#25: Back from Guatemala, Eduardo Galeano, Otto Rene Castillo
Hola a todos! I’m back from Guatemala after 8 weeks. I’ve learned a lot of Spanish in that time and feel comfortable saying that my Spanish is functional, but not fully conversational. There’s still a lot of room to grow and I plan to continue my studies via online classes, YouTube, and Spanish language media.
Being back so far has been odd. While moving back into my house has been a seamless transition, I keep accidentally speaking Spanish to strangers. I’m sure that will end soon, but it’s a funny little brainfart. (It ended a few days later).
The school I went to, P. L. Q. was in a small city called Quetzaltenango. When I left, I really didn’t want to do it because it sounded hard, awkward, and uncomfortable. Some of this was true, but that description falls short of my experience at P. L. Q.

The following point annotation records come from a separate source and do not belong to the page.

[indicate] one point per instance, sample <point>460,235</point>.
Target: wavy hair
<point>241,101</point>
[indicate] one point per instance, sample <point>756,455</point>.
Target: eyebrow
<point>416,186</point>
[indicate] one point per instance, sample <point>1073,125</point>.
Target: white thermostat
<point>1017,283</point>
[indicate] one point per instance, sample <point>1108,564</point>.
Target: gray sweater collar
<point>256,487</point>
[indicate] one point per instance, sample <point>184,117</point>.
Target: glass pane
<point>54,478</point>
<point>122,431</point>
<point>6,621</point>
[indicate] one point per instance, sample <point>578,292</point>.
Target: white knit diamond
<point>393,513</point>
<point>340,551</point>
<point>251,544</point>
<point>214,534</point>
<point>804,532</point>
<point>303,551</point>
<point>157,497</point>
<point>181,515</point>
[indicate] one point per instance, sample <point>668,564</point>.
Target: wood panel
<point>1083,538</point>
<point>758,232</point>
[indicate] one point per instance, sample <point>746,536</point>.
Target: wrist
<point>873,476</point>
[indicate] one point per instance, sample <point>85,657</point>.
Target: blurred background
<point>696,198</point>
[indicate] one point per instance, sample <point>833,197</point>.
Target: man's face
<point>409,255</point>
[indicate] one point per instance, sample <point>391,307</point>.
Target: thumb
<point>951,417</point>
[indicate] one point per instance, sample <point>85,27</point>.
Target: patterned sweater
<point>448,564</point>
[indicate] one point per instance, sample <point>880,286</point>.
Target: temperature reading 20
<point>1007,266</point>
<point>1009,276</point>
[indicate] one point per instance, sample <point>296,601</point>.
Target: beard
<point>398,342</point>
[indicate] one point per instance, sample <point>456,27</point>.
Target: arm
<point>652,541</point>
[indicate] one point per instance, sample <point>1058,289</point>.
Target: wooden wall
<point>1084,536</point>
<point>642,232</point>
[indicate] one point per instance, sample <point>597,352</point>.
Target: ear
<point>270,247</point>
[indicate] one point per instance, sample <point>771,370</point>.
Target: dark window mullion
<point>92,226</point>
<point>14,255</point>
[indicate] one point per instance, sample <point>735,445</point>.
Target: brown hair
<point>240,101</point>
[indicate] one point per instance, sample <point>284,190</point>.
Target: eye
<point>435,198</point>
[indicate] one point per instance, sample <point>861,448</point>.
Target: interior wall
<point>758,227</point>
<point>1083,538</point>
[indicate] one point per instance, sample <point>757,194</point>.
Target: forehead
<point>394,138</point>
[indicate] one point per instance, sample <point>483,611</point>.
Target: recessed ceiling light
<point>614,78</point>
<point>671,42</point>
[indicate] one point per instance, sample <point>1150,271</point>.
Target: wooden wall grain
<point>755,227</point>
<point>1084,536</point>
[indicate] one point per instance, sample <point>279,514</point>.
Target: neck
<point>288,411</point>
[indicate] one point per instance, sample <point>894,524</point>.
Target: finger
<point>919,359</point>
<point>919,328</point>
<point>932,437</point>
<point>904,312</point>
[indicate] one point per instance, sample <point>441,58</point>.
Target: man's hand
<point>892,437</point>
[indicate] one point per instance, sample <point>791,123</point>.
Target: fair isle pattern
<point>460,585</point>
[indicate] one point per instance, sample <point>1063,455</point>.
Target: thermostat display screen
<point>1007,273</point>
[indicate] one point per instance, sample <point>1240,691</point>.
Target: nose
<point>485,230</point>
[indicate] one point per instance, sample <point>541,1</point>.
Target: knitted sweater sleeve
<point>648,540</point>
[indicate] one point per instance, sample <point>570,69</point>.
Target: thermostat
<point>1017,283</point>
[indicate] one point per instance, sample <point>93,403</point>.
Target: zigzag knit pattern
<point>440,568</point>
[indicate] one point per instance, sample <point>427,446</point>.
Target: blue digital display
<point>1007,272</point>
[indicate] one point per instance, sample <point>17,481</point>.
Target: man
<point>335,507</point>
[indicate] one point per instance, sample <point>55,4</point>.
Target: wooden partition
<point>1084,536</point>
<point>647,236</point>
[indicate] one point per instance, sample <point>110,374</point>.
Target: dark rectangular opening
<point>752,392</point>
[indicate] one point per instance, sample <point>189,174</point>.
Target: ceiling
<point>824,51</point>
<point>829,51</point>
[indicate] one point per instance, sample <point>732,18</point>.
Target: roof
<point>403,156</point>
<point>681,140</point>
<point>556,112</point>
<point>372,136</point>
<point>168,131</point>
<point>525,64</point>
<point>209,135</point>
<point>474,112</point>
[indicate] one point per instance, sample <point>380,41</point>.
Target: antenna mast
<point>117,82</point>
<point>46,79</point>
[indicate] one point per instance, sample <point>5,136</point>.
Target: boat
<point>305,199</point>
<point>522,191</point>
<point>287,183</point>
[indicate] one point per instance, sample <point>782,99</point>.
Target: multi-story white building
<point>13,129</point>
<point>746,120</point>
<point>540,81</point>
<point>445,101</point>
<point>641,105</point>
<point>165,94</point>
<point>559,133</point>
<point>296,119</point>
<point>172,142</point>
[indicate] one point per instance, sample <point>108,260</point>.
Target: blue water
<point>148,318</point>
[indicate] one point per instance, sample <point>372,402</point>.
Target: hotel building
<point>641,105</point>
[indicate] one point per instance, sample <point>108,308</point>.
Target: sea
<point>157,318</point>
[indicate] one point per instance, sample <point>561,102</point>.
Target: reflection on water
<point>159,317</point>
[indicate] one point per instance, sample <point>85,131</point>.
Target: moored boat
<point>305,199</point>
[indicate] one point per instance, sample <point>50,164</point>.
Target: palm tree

On each student’s final Friday, they are asked to write a speech and prepare a poem or song. Instead of gushing about how much I loved my time at P. L. Q., I will instead reproduce my speech here (minus the appropriate accents since I cant figure out how to do that on my laptop):
Hola a todos!
Yo quiero contarles que este escuela ha significado para mi. Pero cuando yo siento todo este gratitud, a veces yo lloro un poco. Entonces, lo siento si yo lloro.
Yo llegue a PLQ porque yo quería aprender español en un ambiente muy politico. Yo esperaba aprender mucho español mientras hablando sobre las problemas imperialismo, capitalismo, y neoliberalismo. Y si, este ocurrido. Pero ocurrido mucho mas también.
En este lugar, yo he hecho muchos amigos con los estudiantes y los maestros. Yo he jugado futbol, yo he explorado Guatemala, y yo he reído mucho!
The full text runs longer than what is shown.